Afghan refugees face bleak future
TAQI NAQI: Taqi Naqi township emerges bleak and
barren from the dust of western Afghanistan, an apparent ghost town of derelict mud houses.
The government built it for homeless refugees returning to Herat province from Iran
after US-led troops ousted the Taliban regime in late 2001, but no one wants to live here, away from arable farmland and big cities.
Behind some of the doors, however, there
is life — albeit one eked out with the help of foreign aid and dreams of a better future.

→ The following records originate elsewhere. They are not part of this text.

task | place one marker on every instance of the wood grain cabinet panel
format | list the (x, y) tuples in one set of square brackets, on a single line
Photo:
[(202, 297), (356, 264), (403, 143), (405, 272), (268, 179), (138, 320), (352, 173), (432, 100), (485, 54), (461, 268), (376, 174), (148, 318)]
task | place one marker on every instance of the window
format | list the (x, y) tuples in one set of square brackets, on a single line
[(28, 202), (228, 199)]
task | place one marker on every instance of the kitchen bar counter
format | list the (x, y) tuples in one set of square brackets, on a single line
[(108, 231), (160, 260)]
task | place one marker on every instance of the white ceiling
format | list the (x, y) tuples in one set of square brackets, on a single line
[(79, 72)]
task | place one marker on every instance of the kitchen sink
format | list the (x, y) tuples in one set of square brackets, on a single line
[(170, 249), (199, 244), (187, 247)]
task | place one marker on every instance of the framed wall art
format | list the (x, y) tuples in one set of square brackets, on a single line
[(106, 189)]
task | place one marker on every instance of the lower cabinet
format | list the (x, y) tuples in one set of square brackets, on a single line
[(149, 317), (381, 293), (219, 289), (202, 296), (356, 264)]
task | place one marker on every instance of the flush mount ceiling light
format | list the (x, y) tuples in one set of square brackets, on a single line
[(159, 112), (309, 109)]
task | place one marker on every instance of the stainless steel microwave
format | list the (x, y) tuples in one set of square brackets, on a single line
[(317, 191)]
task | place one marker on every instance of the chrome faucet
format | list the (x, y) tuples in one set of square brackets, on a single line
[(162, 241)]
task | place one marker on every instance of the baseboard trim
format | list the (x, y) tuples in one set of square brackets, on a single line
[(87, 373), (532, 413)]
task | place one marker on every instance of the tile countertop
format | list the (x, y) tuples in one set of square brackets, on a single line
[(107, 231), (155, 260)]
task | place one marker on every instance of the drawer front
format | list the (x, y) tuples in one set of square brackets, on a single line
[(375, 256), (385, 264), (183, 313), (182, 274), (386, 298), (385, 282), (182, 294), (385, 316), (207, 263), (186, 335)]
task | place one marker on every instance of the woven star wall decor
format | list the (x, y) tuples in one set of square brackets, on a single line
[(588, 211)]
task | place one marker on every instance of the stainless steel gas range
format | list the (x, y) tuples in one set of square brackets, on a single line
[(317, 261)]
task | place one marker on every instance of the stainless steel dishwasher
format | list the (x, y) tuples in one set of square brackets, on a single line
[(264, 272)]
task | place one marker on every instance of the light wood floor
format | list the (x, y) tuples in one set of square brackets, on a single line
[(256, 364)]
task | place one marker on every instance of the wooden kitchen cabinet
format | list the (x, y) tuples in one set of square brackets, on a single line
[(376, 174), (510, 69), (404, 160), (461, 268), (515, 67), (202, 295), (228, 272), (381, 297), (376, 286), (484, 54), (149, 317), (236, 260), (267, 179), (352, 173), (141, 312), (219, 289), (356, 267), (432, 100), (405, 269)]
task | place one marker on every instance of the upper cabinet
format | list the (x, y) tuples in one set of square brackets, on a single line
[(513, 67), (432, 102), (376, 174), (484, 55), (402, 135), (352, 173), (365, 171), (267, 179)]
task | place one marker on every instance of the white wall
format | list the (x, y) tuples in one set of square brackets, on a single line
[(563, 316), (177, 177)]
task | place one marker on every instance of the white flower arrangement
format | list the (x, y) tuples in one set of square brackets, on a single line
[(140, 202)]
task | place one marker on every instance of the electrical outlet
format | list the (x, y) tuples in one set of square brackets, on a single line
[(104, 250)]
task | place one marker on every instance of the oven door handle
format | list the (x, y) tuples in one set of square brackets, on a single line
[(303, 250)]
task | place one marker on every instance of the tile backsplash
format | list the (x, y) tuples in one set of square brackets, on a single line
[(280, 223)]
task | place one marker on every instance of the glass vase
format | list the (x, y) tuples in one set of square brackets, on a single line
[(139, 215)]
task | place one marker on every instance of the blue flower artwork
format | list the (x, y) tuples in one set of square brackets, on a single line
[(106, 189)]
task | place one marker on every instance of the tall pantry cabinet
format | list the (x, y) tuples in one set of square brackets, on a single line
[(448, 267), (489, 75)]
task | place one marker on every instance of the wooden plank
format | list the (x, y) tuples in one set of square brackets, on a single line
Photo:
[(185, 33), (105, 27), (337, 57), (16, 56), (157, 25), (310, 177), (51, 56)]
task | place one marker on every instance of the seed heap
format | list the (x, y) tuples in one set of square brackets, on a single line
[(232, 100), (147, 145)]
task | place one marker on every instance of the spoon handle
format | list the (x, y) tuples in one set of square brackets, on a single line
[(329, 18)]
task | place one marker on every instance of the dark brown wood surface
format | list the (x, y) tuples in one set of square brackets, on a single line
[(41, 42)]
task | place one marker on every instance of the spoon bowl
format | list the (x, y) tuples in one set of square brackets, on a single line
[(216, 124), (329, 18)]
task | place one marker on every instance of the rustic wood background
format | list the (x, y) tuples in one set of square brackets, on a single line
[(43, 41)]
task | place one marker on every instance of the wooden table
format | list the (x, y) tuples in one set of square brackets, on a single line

Inside 38-year-old Mina Yousif's house,
the family of tailors
prepares clothing for a wedding. Tapestries of Afghanistan's legendary anti-Soviet and anti-Taliban fighter Ahmad Shah Massoud bring colour to the dirt walls.
"We did not want
to come back to Afghanistan because here there are no facilities, there is no power," Yousif said, adding they felt pressured to return
in 2004 by Iranian
authorities after nearly
20 years as refugees.
"But in Iran we had many facilities, we
were very comfortable." Her neighbour Zulaikha, who has one name
only, is also disparaging of her new home:
"We have nothing,
they have to help us. There is no transport to go to the cities, there
are no vehicles." About eight million Afghans
fled or were forced
from their homes by decades of civil war and the subsequent 1996-2001 Taliban government, which transformed Afghanistan into a draconian Islamist state.
Between 2002 and 2008, about five million Afghans returned home with dreams of peace and prosperity, the United Nations says.
"When we talk about five million repatriated, we are talking about
an estimated 20 percent of the total population
of the country," said
Mohammad Nadir Farhad, spokesman in Kabul for UN refugee agency UNHCR.